Potential new approach to treating melanoma

Source: Life Scientist, February 2014

Recent research has found that blocking the transporters that deliver amino acids like glutamine into melanoma cells slows the rate of cell growth in culture.

The work, led by Dr Jeff Holst, who heads the Centenary Institute’s Origins of Cancer Research Group, together with postdoctoral fellow Dr Qian (Kevin) Wang, provides a potential new tack to treating metastatic melanoma.

Australia has the highest rate of melanoma in the world. Melanoma is the deadliest form of skin cancer and the third most common cancer in Australia.

Melanoma is often curable if detected early, but it is one of the most difficult cancers to treat once it has spread because it rapidly develops resistance. Combination treatments thus provide the best prospect for a cure.

Unlike normal cells, melanoma and other cancer cells rely on amino acids, in particular leucine and glutamine, to provide the energy for their growth, survival and metabolism.

A range of different transporters delivers each specific amino acid into cells, and the expression of some of these transporters is increased in cancer cells.
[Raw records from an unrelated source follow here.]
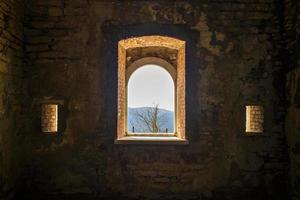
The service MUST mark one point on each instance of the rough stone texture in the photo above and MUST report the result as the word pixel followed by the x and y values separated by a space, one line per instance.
pixel 292 64
pixel 234 58
pixel 12 95
pixel 238 53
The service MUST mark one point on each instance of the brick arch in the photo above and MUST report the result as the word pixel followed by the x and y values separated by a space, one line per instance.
pixel 157 47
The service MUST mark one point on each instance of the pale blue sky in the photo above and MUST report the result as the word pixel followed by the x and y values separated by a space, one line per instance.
pixel 149 85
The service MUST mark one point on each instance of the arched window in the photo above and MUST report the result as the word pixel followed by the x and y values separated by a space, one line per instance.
pixel 151 90
pixel 150 101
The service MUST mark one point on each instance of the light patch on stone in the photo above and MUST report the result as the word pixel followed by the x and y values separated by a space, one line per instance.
pixel 49 118
pixel 254 119
pixel 146 42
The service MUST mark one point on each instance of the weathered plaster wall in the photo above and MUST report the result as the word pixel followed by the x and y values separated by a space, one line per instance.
pixel 233 59
pixel 292 64
pixel 12 94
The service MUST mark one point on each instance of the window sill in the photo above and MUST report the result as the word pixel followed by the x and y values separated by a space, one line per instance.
pixel 151 140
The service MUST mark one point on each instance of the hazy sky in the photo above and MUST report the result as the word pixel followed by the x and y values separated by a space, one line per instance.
pixel 149 85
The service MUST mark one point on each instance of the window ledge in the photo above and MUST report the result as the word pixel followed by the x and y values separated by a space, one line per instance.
pixel 151 140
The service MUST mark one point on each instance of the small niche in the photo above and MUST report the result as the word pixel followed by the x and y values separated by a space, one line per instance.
pixel 254 119
pixel 49 118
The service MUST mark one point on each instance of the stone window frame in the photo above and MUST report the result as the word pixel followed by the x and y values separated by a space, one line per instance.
pixel 178 76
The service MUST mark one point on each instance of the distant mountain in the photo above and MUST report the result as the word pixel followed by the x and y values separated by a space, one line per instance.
pixel 166 120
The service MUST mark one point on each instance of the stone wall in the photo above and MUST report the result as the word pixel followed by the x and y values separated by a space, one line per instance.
pixel 234 59
pixel 292 64
pixel 12 94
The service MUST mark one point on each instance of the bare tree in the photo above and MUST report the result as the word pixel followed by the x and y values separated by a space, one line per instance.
pixel 151 118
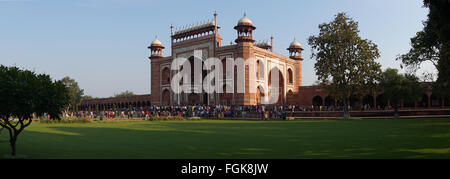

About half of melanoma patients have BRAF mutations in their tumours and current therapy focuses on inhibiting a particular signalling pathway (MAPK), which is involved with the most common BRAFV600E mutation.

The researchers investigated melanoma cell lines with different genetic backgrounds – C8161 cells, which are BRAF wild type but harbour a mutation in the p53 gene, and 1205Lu cells, which contain the BRAFV600E mutation and exhibit activated PI3-kinase signalling.

They found that the melanoma cells lines had more of the leucine transporter, LAT1/4F2hc, and the glutamine transporter, ASCT2, on their surface compared to normal cells and that these transporters were expressed on both BRAF wild type and BRAFV600E mutant cells.

They then showed that blocking the ASCT2 transporter decreased glutamine and leucine transport into the melanoma cells, which, in turn, inhibited growth.

“We’ve shown that if we starve melanoma of these essential nutrients, we can stop the cancer from growing,” said Dr Holst.

“We first demonstrated this nutrient pumping mechanism in prostate cancers, and it now looks like it occurs in a broad range of cancers, particularly solid cancers such as melanoma. This opens the possibility of designing therapies that can be used to block nutrient pumps across multiple cancers.”

This approach of inhibiting the glutamine pump provides a different way to combat melanomathan current treatments.

Dr Holst admitted it is a long way to the clinic but hopes such a compound can be developed and tested in five to 10 years.